Motion Equivariant Networks for Event Cameras with the Temporal Normalization Transform

TL;DR

This paper introduces a motion-equivariant transformation for event camera data that normalizes spatial coordinates by timestamp, enabling neural networks to classify static scenes under various motions without extensive data augmentation.

Contribution

The authors propose a novel temporal normalization transform that makes event data equivariant to motion, improving classification robustness across different motions.

Findings

Achieves comparable or better accuracy than standard methods on N-MNIST.

Performs significantly better on datasets with unseen motions.

Reduces the need for extensive data augmentation.

Abstract

In this work, we propose a novel transformation for events from an event camera that is equivariant to optical flow under convolutions in the 3-D spatiotemporal domain. Events are generated by changes in the image, which are typically due to motion, either of the camera or the scene. As a result, different motions result in a different set of events.
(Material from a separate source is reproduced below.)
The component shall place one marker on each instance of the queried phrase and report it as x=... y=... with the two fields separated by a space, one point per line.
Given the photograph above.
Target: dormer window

For learning based tasks based on a static scene such as classification which directly use the events, we must either rely on the learning method to learn the underlying object distinct from the motion, or to memorize all possible motions for each object with extensive data augmentation. Instead, we propose a novel transformation of the input event data which normalizes the $x$ and $y$ positions by the timestamp of each event. We show that this transformation generates a representation of the events that is equivariant to this motion when the optical flow is constant, allowing a deep neural network to learn the classification task without the need for expensive data augmentation. We test our method on the event based N-MNIST dataset, as well as a novel dataset N-MOVING-MNIST, with significantly more variety in motion compared to the standard N-MNIST dataset. In all sequences, we demonstrate that our transformed network is able to achieve similar or better performance compared to a network with a standard volumetric event input, and performs significantly better when the test set has a larger set of motions than seen at training.